The International Energy Agency (IEA) expects only one refinery to continue operating in Australia, implying that another refinery will close within the next five years. This will result in Australia, together with New Zealand, Singapore and Indonesia, seeing their combined refined oil product imports rise by around 50pc by 2026 from 2019 levels.

About 890,000 b/d of refining capacity is scheduled for closure in Australia, New Zealand and Singapore, the IEA said in its Oil 2021 — analysis and forecast to 2026 report published this week. “Australia accounts for a third of this [closure] as all but one of the country’s refineries are expected to close permanently,” the IEA said.

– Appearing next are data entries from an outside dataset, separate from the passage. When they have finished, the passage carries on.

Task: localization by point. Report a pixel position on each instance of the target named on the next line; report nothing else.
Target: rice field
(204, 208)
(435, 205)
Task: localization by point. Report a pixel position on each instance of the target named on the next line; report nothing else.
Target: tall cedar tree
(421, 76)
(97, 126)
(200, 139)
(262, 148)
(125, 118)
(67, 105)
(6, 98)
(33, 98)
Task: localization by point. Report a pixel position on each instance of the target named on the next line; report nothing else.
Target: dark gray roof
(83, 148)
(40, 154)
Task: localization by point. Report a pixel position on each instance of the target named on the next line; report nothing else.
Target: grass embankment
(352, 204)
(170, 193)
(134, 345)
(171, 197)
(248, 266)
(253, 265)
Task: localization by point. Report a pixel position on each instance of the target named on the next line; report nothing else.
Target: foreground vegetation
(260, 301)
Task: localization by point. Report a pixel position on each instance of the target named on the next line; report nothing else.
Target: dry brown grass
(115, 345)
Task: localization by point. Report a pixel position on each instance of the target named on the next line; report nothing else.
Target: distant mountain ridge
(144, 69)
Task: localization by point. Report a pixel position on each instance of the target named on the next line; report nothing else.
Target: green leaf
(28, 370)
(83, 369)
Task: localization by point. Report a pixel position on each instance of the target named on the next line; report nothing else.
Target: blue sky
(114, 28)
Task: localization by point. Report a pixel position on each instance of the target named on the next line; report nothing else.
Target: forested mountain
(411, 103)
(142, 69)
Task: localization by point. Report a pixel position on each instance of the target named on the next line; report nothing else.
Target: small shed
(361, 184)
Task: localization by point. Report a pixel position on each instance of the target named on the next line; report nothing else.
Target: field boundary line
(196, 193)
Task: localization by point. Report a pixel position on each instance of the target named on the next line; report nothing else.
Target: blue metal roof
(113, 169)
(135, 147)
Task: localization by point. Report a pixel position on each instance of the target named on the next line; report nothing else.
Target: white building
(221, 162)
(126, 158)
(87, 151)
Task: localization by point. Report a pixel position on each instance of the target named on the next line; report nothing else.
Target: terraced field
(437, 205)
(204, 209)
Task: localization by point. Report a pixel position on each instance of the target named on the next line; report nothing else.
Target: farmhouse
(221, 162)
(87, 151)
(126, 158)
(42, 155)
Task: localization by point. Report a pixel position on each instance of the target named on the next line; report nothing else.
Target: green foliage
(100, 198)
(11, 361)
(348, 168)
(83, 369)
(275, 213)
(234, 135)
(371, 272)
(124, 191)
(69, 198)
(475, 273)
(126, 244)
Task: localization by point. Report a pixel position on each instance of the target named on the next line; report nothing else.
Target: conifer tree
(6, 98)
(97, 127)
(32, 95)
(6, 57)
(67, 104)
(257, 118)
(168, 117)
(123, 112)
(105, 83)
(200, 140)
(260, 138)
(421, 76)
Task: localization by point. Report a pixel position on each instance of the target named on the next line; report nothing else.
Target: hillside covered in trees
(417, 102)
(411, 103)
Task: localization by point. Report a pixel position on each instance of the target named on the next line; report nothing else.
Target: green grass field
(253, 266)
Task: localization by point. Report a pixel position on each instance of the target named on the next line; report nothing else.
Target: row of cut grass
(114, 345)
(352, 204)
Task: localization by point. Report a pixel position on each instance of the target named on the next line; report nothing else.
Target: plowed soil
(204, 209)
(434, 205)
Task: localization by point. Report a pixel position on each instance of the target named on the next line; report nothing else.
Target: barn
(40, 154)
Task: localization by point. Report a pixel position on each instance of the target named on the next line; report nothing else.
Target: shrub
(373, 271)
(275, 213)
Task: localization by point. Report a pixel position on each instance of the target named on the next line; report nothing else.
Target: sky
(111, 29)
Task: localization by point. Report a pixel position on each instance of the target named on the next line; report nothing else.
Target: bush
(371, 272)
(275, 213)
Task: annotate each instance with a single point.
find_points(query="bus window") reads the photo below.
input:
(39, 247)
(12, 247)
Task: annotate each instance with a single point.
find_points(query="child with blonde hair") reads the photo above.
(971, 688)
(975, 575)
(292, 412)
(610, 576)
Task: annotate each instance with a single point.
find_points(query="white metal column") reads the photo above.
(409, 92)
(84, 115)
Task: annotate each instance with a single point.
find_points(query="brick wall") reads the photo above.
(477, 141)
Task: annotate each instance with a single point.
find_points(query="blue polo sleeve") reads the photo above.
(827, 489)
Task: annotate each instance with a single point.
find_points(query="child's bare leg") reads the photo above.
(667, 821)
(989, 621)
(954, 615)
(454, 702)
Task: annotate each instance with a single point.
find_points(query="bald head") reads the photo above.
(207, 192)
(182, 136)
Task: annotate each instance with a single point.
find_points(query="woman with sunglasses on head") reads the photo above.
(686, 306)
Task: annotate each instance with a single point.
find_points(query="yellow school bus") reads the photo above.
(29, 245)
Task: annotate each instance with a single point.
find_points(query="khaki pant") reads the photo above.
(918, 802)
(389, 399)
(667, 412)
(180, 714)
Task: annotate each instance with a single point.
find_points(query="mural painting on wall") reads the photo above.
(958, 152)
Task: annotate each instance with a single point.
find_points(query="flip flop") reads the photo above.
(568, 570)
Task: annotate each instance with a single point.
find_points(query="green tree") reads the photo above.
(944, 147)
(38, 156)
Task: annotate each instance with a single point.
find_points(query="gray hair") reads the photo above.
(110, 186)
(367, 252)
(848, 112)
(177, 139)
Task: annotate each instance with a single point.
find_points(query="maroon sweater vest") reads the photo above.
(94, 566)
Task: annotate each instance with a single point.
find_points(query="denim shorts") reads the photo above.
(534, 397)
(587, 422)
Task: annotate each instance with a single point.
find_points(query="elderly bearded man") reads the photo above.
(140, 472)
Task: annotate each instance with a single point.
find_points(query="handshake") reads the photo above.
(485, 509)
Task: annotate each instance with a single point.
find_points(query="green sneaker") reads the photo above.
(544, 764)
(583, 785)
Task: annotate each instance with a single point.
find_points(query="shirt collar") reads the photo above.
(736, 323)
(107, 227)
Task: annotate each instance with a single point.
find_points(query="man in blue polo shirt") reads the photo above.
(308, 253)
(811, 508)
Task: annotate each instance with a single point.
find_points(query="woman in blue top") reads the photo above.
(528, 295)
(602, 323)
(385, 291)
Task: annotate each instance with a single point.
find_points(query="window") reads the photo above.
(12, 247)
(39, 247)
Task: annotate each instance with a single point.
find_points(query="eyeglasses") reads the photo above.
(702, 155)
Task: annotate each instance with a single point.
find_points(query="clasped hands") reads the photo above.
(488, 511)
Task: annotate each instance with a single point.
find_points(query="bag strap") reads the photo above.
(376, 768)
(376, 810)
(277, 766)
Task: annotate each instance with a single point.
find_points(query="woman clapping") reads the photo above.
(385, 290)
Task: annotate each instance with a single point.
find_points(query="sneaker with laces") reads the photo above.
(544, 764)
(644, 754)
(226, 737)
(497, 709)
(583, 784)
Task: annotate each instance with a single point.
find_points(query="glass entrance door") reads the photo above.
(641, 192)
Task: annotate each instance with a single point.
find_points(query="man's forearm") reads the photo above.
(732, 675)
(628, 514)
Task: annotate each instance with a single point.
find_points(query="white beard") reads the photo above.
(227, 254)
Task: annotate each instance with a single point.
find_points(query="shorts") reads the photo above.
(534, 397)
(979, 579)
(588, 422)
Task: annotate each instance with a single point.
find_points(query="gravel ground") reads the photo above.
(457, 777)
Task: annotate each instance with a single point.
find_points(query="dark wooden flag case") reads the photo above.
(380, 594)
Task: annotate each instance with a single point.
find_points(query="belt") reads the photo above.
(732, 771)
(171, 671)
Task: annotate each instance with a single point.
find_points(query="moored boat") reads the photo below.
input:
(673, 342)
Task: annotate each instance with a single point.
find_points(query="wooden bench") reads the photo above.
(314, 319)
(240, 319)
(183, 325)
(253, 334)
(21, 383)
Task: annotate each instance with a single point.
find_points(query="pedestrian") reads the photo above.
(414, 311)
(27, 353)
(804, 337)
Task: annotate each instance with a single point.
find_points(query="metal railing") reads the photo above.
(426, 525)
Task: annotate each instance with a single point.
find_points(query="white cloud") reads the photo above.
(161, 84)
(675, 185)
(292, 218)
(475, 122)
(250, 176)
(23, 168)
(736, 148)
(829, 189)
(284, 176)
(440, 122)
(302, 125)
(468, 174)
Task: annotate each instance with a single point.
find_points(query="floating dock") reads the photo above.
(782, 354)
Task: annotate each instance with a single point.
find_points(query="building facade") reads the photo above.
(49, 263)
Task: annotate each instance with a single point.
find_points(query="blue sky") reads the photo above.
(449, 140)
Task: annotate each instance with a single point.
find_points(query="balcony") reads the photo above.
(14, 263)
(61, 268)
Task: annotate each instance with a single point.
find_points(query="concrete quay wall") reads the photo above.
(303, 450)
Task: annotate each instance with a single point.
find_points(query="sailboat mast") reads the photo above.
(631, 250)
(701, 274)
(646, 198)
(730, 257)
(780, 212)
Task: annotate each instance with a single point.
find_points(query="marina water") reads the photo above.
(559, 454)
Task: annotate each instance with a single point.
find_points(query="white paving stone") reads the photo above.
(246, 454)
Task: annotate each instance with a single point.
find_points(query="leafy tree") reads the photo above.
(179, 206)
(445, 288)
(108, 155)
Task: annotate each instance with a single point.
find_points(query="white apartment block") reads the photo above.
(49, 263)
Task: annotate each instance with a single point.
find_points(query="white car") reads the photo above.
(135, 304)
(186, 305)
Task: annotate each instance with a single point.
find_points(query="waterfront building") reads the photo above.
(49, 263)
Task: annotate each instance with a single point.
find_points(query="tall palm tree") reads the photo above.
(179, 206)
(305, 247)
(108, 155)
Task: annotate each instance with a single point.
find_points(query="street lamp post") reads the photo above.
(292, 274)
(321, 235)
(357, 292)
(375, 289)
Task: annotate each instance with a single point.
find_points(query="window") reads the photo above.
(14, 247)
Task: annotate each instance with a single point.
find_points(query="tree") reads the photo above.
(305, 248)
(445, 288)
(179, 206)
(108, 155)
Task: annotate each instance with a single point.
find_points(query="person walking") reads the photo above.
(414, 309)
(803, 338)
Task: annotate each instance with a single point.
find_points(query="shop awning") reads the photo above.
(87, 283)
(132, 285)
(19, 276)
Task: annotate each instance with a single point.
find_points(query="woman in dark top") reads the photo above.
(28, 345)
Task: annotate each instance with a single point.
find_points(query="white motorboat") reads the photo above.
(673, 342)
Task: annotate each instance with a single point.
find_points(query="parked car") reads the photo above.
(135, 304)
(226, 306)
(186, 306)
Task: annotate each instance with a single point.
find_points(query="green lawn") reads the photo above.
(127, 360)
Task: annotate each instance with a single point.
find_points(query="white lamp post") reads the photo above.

BP is on track to shut its 146,000 b/d Kwinana refinery in Western Australia by the end of this month, with it having halted crude imports for its only refinery in the country.

ExxonMobil will close its 90,000 b/d Altona refinery in Melbourne, Victoria, in the coming months, while Australian downstream firm Ampol plans to make a decision on the long-term future of its 109,000 b/d Lytton refinery in Queensland by mid-2021.

Australian refiner and marketer Viva Energy, which operates the 128,000 b/d Geelong refinery in Victoria, is the only refiner that has accepted the federal government’s subsidy to maintain refining operations and the only operator to talk about a possible long-term future for its refining activities.

“The center of gravity for refined products trade is also shifting to Asia, where Australia, Indonesia, New Zealand and Singapore combined overtake Africa in net product import requirements,” the IEA said.

Australia and New Zealand become the only two net crude exporters in Asia as their domestic refining activity dwindles, it said. New Zealand has one refinery, the 135,000 b/d Marsden Point, which is operated by Refining NZ. The future of Marsden Point is also under review, with Refining NZ considering converting it into an oil product import terminal.

Singapore, Indonesia, Australia and New Zealand will see their combined refined product imports surge from 1.6mn b/d in 2019 to 2.4mn b/d in 2026, well past any other region, the IEA said.

Total Australian refined output dropped to 436,000 b/d in January, the lowest level since 422,000 b/d in October and above the monthly refined output average so far in the July 2020-June 2021 fiscal year of 394,000 b/d, according to latest data from the Australian Petroleum Statistics.